The Principles make clear:
- States must recognize that mass surveillance threatens the human right to privacy, freedom of expression, and association, and they must place these Principles at the heart of their communications surveillance legal frameworks.
- States must commit to ensuring that advances in technology do not lead to disproportionate increases in the State’s capacity to interfere with the private lives of individuals.
- Transparency and rigorous adversarial oversight is needed to ensure changes in surveillance activities benefit from public debate and judicial scrutiny, this includes effective protections for whistleblowers.
- Just as modern surveillance transcends borders, so must privacy protections.
The organizations behind the Action Center include Access, Chaos Computer Club, Center for Internet & Society-India, Center for Technology and Society at Fundação Getulio Vargas, Digitale Gesellschaft, Digital Courage, Electronic Frontier Foundation, OpenMedia.ca, Open Rights Group, Fundacion Karisma, Samuelson-Glushko Canadian Internet Policy & Public Interest Clinic, SHARE Foundation and Privacy International. Your signatures will be kept in accordance with our privacy policies.
Support the principles by adding your signature, and encouraging those around you to do the same.
SUMMARY OF THE PRINCIPLES
Limits on the right to privacy must be set out clearly and precisely in laws, and should be regularly reviewed to make sure privacy protections keep up with rapid technological changes.
Communications surveillance should only be permitted in pursuit of the most important state objectives.
The State has the obligation to prove that its communications surveillance activities are necessary to achieving a legitimate objective.
A communications surveillance mechanism must be effective in achieving its legitimate objective.
Communications surveillance should be regarded as a highly intrusive act that interferes with the rights to privacy and freedom of opinion and expression, threatening the foundations of a democratic society. Proportionate communications surveillance will typically require prior authorization from a competent judicial authority.
COMPETENT JUDICIAL AUTHORITY
Determinations related to communications surveillance must be made by a competent judicial authority that is impartial and independent.
Due process requires that any interference with human rights is governed by lawful procedures which are publicly available and applied consistently in a fair and public hearing.

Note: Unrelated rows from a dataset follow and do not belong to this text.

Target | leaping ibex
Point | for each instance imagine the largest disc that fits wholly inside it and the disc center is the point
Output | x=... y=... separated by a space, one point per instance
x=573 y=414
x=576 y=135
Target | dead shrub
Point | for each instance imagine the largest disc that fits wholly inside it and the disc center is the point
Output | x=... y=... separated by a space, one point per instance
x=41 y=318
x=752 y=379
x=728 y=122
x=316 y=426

Individuals should be notified of a decision authorising surveillance of their communications and be provided an opportunity to challenge such surveillance before it occurs, except in certain exceptional circumstances.

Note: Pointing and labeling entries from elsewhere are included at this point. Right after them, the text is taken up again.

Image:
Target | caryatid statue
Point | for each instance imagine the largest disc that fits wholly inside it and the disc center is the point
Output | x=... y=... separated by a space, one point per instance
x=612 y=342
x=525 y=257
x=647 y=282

The government has an obligation to make enough information publicly available so that the general public can understand the scope and nature of its surveillance activities. The government should not generally prevent service providers from publishing details on the scope and nature of their own surveillance-related dealings with State.
States should establish independent oversight mechanisms to ensure transparency and accountability of communications surveillance. Oversight mechanisms should have the authority to access all potentially relevant information about State actions.
INTEGRITY OF COMMUNICATIONS AND SYSTEMS
Service providers or hardware or software vendors should not be compelled to build surveillance capabilities or backdoors into their systems or to collect or retain particular information purely for State surveillance purposes.
SAFEGUARDS FOR INTERNATIONAL COOPERATION
On occasion, States may seek assistance from foreign service providers to conduct surveillance. This must be governed by clear and public agreements that ensure the most privacy-protective standard applicable is relied upon in each instance.
SAFEGUARDS AGAINST ILLEGITIMATE ACCESS
There should be civil and criminal penalties imposed on any party responsible for illegal electronic surveillance and those affected by surveillance must have access to legal mechanisms necessary for effective redress. Strong protection should also be afforded to whistleblowers who expose surveillance activities that threaten human rights.